Ahora bien, ya en la propia Sentencia referida se indica que la declaración de la víctima ha de estar rodeada de corroboraciones periféricas de carácter objetivo obrantes en el proceso, añadiendo que ello significa que el propio hecho de la existencia del delito ha de estar apoyado en algún dato añadido a la pura manifestación subjetiva de la víctima, debiendo ponderarse adecuadamente esta exigencia en delitos que no dejan huellas o vestigios materiales de su perpetración, de tal manera que el hecho de que el dato corroborante no pueda ser contrastado no desvirtúa el testimonio si la imposibilidad de comprobación se justifica en virtud de las circunstancias concurrentes. Y en la misma Sentencia se señala que los datos objetivos de corroboración pueden ser muy diversos, pudiendo citarse, entre otros, la existencia de lesiones en delitos que ordinariamente las producen, las manifestaciones de otras personas sobre hechos o datos que sin ser propiamente el hecho delictivo atañen a algún aspecto fáctico cuya comprobación contribuya a la verosimilitud del testimonio de la víctima, así como las periciales sobre extremos o aspectos de igual valor corroborante.
SEGUNDO.- Las pruebas propuestas y practicadas en el acto del juicio consistieron en el interrogatorio del acusado, la testifical de referencia de Zulima , madre de la menor, la exploración de la menor Almudena de 5 años de edad al momento de los hechos que refiere la denuncia y de 9 años al momento del juicio oral, y por último periciales psicológicas. Partiendo de lo expuesto en el precedente ordinal, debemos entrar ahora en la concreta valoración de la prueba que se practicó en el plenario, debiéndose comenzar por dejar constancia de que la madre de la menor que supuestamente habría sido víctima de los hechos ha venido manteniendo tras el primer intento de señalamiento de juicio ciertas reticencias, cuando no una abierta oposición, a que su hija compareciese ante este Tribunal a relatar lo sucedido y a continuar con el procedimiento. Así, puede apreciarse esa oposición de la madre de la menor en la Providencia de 21 de octubre de 2016, obrante al folio 63 del rollo de Sala, en la que puede verse que se acuerda requerir a la denunciante para que mantenga comunicación con la psicóloga adscrita al Tribunal y ello ante su incomparecencia a juicio a pesar de estar personalmente citada.

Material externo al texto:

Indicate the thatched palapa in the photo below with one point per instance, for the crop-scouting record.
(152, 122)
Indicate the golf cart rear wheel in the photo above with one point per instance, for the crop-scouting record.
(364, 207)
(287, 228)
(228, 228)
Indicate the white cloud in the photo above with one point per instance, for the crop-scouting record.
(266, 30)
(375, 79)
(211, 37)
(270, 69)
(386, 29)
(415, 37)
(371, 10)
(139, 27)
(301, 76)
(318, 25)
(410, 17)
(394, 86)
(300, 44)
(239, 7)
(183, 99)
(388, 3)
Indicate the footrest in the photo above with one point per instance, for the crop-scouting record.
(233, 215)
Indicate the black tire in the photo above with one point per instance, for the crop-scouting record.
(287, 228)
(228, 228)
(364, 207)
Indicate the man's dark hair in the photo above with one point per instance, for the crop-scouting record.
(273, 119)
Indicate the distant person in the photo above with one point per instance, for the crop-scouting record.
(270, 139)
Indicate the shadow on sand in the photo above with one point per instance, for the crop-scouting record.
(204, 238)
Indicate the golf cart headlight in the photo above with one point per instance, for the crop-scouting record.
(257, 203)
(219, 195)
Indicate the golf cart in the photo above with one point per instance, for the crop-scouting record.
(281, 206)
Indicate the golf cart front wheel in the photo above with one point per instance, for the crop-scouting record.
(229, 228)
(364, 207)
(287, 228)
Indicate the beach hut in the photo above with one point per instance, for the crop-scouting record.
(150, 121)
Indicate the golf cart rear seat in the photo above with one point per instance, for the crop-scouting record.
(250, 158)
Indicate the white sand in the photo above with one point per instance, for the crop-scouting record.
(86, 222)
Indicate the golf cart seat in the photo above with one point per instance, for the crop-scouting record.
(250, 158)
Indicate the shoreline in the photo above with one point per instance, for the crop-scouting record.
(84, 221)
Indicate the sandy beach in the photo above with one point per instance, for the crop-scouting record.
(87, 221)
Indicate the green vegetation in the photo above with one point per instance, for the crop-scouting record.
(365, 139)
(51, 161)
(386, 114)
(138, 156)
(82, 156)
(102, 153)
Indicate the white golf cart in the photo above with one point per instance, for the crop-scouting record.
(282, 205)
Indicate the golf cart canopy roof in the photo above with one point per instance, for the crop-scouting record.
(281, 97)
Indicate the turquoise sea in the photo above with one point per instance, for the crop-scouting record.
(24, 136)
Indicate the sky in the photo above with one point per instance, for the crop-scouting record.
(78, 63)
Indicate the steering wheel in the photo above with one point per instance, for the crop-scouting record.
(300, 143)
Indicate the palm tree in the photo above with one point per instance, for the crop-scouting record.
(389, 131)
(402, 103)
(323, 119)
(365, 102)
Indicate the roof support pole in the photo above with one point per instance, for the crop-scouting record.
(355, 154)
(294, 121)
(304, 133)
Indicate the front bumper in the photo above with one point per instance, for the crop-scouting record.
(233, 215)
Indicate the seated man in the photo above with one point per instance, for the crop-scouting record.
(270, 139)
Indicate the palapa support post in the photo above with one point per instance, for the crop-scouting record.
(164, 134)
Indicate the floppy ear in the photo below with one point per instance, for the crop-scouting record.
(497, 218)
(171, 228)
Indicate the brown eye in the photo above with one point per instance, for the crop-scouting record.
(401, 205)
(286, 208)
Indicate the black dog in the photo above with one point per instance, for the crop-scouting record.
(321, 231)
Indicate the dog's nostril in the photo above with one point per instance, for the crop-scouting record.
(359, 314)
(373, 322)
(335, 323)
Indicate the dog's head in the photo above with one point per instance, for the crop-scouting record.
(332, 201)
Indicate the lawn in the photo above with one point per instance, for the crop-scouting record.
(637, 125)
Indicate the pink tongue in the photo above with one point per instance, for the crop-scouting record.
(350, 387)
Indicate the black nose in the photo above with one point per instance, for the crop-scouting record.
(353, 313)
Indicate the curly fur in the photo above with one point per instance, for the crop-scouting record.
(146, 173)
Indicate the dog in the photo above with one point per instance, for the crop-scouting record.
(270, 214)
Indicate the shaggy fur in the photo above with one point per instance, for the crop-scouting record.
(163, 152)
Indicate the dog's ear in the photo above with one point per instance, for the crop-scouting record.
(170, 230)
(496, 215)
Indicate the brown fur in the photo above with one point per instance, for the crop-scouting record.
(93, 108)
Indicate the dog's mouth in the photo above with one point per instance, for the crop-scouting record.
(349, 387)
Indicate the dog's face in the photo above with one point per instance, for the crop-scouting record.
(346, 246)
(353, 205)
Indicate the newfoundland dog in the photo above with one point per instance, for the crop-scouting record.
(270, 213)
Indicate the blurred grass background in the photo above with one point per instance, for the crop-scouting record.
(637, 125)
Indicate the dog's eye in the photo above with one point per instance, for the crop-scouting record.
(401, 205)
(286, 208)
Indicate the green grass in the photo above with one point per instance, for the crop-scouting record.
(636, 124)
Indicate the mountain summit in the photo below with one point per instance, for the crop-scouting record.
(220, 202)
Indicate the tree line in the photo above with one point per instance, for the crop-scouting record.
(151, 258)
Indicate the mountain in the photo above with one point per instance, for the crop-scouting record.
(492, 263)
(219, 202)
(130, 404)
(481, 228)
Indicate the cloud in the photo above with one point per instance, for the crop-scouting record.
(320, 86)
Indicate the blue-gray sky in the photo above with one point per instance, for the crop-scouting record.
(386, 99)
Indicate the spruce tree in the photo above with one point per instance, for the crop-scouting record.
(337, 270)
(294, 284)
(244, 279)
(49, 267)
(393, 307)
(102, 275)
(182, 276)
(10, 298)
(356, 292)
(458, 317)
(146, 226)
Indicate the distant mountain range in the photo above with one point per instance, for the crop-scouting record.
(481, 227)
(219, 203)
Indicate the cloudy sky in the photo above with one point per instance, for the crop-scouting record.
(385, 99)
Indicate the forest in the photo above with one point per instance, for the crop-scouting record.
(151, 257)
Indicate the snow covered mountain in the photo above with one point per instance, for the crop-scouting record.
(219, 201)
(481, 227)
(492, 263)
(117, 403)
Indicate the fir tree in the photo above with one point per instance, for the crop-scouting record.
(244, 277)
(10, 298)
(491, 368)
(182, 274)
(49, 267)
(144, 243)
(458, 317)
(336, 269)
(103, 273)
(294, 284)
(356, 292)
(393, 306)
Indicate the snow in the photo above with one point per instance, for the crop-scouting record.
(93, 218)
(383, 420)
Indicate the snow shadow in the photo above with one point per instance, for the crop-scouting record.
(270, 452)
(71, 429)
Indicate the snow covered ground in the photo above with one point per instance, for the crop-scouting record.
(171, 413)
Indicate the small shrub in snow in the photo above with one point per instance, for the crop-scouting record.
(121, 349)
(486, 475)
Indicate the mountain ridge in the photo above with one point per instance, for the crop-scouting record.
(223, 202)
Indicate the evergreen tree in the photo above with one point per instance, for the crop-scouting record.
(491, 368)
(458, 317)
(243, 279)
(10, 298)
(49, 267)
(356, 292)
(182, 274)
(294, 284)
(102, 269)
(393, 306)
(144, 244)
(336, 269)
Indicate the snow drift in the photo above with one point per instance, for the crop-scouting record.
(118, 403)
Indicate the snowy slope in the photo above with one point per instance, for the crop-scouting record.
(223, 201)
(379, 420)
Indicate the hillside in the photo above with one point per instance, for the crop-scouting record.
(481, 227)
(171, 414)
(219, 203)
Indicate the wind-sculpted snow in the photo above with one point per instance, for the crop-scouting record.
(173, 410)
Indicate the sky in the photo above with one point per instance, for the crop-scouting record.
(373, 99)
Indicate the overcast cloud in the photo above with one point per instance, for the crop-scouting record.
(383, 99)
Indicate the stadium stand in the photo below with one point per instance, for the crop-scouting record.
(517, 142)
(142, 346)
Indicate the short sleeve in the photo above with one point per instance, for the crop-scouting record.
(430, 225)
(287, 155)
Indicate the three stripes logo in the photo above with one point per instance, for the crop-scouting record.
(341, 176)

El mismo día señalado para el juicio previsto para el 18 de octubre de 2016 fue incorporado a actuaciones informe del Proyecto DIRECCION001 donde se pone de manifiesto que la menor se había retractado de lo contado acerca de los presuntos tocamientos manifestando que todo se lo había inventado porque no le gustaba Domingo y no quería que su madre estuviera con él. Lo anterior obligó a suspender el juicio acordando requerir a la madre Zulima , para que tuviera una entrevista con la psicóloga forense para aclarar tales extremos siendo citada y advertida de su obligación para comparecer a nuevo juicio. Al acto del nuevo juicio señalado para los días 5 y 10 de octubre de 2017 comparecieron finalmente Zulima y su hija.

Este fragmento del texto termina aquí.